Now before I get criticized for slamming teachers, or intimating that ADHD is a bogus diagnosis – let me hasten to assure that such is not my intent. Clearly, there appear to be a small, clinically distinct group of kids who meet diagnostic criteria, do much better with appropriate therapy (which doesn’t always involve drugs), and have been identified by skilful and insightful teachers – which brought them to be assessed by careful and thoroughly trained clinicians. My thesis is that such kids are in a minority of the increasing numbers of ADHD pilot applicants I am seeing. I believe significant over diagnosis is occurring. This issue is perceptively discussed in the Huffington Post and Psychology Today.
And in point of fact – the fact that this is occurring is good news for the young would-be pilots I see. They can and do fly safely – in many cases because I suspect they do not have a clinically significant illness.
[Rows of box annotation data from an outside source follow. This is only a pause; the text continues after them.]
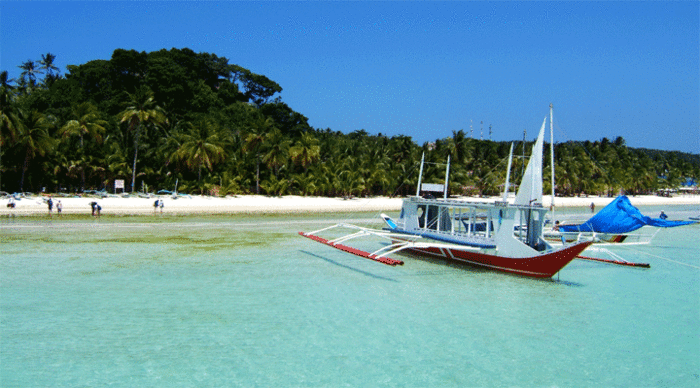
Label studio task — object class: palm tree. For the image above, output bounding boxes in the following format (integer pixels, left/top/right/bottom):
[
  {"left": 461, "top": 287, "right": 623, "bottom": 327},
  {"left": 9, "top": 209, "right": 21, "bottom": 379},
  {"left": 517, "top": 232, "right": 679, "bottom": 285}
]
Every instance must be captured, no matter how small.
[
  {"left": 289, "top": 132, "right": 321, "bottom": 171},
  {"left": 170, "top": 118, "right": 224, "bottom": 182},
  {"left": 59, "top": 102, "right": 107, "bottom": 149},
  {"left": 58, "top": 102, "right": 107, "bottom": 191},
  {"left": 0, "top": 71, "right": 18, "bottom": 188},
  {"left": 118, "top": 86, "right": 166, "bottom": 193},
  {"left": 243, "top": 115, "right": 275, "bottom": 194},
  {"left": 16, "top": 110, "right": 55, "bottom": 191},
  {"left": 262, "top": 128, "right": 291, "bottom": 177}
]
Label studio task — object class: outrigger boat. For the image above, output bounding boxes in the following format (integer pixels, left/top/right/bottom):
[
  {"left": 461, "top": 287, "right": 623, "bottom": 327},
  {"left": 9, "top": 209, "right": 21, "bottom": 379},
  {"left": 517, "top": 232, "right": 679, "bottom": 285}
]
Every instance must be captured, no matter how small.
[{"left": 299, "top": 109, "right": 591, "bottom": 278}]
So how does Transport Canada view ADHD? Firstly – medication is out. Stimulants have significant undesirable side effects – as well as the challenge of what would happen if a pilot is trapped somewhere by operational factors and goes into drug withdrawal. If medication must be used during scholastic studies – it must be withdrawn before flight training. Secondly – flight training is, in itself, extremely demanding – and serves as an excellent test of whether the symptoms actually interfere with functioning. A truly ADHD person, with moderate to severe disease – will not pass flight training. At time of licensing Transport Canada will usually ask for diagnostic details – typically a detailed report from the diagnosing clinician, and assurances that medication has been stopped. Provided all this is satisfactory – a medical certificate can be issued. So if you (or a parent reading this) are concerned about your ADHD diagnosis, thinking it prevents a flying career – such is not necessarily the case. What do I suggest? Firstly – since medication is not acceptable in flying – try a medication reduction and withdrawal under your doctor’s supervision (never on your own). How did you do once the withdrawal symptoms stopped? Secondly – off medication – take a couple of hours of flight instruction. Ask for the instructor’s honest feedback. How do they think you performed? If you are on par with others, the instructor and you feel good about it – let’s go and get you flying!